I did not multi-task very well. Start the quinoa before prepping the vegetables; red quinoa takes longer to cook than regular quinoa. I washed the vegetables with produce spray and rinsed. I chopped the tomatoes. I sliced the tops from the peppers and removed the seeds and pulp from the peppers. After the vegetables steamed in the microwave for 5 minutes, I transferred them to a large mixing bowl with the diced tomatoes. I transferred the 2 cups of cooked quinoa to the mixing bowl (0.5 cup dry = 2 cups cooked) and stirred. I mixed in some shredded queso cheese (something Kroger makes) because I like my stuffed peppers to be cheeeeeeesy! Stuff the peppers and top with lots of shredded cheese!

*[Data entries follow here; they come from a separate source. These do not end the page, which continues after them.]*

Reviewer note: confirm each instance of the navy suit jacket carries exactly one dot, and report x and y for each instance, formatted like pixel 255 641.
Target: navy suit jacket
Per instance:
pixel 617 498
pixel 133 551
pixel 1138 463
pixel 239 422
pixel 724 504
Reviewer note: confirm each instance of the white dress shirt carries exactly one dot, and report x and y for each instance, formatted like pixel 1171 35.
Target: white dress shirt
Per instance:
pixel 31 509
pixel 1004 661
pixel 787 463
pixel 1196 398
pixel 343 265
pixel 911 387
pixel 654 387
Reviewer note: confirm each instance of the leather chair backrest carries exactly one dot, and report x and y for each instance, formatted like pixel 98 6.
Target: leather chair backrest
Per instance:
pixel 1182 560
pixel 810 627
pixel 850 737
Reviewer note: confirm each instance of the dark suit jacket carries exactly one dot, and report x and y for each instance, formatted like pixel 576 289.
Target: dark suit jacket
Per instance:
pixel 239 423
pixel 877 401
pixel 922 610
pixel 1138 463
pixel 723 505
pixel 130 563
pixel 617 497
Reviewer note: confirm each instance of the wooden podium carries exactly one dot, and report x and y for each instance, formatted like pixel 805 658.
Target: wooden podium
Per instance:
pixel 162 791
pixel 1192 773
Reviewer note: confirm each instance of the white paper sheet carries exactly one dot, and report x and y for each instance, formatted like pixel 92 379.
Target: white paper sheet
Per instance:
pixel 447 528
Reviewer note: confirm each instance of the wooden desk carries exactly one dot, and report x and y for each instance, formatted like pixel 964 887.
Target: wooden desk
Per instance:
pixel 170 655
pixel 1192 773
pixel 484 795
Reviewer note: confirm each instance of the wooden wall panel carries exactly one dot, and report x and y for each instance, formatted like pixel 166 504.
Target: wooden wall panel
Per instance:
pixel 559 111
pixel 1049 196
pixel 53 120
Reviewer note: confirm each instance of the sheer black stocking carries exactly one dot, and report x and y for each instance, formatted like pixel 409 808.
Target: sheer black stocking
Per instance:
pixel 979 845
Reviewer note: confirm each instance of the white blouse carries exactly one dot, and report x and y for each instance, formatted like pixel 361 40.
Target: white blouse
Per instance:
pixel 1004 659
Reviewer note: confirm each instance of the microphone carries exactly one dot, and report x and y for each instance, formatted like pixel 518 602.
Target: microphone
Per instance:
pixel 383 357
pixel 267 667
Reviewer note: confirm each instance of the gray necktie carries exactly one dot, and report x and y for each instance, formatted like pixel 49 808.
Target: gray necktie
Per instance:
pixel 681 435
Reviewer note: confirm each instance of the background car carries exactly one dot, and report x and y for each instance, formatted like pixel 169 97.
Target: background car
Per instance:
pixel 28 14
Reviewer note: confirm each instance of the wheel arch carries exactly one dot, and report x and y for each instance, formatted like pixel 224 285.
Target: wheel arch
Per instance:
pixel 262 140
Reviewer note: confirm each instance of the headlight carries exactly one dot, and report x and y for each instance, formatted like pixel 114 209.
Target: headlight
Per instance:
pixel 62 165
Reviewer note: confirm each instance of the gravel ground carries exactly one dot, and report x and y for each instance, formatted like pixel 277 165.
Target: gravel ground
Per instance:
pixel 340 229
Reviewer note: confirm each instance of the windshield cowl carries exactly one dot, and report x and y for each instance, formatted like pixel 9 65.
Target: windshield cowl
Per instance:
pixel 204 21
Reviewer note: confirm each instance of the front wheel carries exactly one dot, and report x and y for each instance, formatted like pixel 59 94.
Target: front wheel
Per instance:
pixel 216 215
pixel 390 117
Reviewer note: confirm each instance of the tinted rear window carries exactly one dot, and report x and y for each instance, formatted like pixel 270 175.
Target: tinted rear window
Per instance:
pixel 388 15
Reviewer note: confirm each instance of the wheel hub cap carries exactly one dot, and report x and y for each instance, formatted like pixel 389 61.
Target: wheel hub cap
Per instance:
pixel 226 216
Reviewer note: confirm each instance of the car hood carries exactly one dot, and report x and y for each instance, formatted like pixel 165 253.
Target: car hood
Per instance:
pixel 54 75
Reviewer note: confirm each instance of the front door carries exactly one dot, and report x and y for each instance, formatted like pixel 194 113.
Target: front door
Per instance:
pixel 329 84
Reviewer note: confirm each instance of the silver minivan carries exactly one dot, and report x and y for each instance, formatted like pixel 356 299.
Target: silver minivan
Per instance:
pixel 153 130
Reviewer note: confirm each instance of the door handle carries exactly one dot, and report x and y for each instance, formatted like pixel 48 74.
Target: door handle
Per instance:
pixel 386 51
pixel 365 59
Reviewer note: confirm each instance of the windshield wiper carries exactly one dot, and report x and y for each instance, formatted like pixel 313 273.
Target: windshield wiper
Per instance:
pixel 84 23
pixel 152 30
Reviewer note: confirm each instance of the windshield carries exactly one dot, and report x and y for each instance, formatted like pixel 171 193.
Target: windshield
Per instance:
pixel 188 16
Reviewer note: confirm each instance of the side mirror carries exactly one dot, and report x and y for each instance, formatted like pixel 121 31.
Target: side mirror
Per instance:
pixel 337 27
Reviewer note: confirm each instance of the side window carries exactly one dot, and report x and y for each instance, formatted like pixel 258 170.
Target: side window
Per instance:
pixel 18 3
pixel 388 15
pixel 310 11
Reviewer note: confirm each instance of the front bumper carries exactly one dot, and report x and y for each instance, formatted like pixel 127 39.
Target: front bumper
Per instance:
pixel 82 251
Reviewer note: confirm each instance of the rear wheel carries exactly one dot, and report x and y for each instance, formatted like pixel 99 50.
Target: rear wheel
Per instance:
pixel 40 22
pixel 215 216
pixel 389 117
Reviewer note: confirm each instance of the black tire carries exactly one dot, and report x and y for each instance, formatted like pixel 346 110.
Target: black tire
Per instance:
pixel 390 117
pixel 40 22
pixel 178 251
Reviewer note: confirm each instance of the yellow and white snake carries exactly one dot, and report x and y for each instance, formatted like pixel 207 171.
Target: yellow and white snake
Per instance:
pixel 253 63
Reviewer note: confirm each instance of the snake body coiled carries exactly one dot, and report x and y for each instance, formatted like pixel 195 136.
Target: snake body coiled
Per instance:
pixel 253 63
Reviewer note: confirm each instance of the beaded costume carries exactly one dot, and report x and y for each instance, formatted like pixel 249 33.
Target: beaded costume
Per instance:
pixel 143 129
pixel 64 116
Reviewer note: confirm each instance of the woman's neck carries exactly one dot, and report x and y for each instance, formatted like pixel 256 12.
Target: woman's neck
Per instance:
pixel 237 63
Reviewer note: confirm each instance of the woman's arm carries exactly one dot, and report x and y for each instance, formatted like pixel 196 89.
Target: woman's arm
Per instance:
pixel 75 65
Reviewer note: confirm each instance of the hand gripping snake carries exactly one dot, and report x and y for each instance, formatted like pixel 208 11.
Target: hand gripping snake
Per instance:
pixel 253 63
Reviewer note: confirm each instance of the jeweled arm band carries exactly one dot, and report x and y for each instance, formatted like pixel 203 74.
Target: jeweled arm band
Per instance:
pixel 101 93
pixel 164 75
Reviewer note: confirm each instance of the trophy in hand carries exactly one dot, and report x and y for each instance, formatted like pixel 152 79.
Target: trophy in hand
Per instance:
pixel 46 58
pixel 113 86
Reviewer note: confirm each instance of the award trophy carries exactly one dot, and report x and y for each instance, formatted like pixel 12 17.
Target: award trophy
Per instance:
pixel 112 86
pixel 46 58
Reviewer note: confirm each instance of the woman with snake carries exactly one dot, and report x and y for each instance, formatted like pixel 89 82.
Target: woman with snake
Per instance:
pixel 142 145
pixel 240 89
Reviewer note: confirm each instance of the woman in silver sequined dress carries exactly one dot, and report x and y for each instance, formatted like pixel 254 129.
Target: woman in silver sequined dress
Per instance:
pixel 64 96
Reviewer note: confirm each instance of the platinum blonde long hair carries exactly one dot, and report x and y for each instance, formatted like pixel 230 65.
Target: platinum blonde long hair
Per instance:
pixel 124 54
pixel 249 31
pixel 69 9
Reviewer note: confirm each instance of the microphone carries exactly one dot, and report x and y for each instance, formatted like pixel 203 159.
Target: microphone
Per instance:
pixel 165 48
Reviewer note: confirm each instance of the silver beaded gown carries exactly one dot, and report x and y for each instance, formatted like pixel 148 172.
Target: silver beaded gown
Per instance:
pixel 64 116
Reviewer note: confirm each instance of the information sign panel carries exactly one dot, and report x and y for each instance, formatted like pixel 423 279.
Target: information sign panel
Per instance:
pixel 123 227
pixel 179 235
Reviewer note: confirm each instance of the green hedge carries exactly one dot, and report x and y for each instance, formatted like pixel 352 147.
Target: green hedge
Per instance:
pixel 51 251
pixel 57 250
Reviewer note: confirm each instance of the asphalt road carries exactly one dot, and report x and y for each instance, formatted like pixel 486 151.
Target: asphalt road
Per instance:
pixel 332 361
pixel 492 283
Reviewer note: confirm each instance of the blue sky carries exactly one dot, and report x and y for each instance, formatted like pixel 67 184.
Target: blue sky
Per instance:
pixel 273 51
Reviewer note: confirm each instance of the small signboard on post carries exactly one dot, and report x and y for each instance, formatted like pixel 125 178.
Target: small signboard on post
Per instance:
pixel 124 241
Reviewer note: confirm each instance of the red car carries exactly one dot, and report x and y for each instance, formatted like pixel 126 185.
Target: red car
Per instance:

The peppers were placed in a baking dish lined with foil. Filled peppers don’t stand up well on their own, so I reconfigured the stuffed peppers in the dish so they wouldn’t fall over while cooking. The dish went into a 350 F oven until the peppers were cooked. I didn’t cover my peppers with foil, and the cheese did not burn. My mom would wait until the peppers were cooked before topping with cheese.
Anyway, dinner was delicious. I roasted asparagus in a separate baking dish while the peppers cooked. So, lots and lots of vegetables with a touch of protein. I had extra filling, so 2 small tomatoes, the steamable bag of vegetables, and 2 cups of quinoa can stuff 5 medium bell peppers. Quite the economical and hearty meal!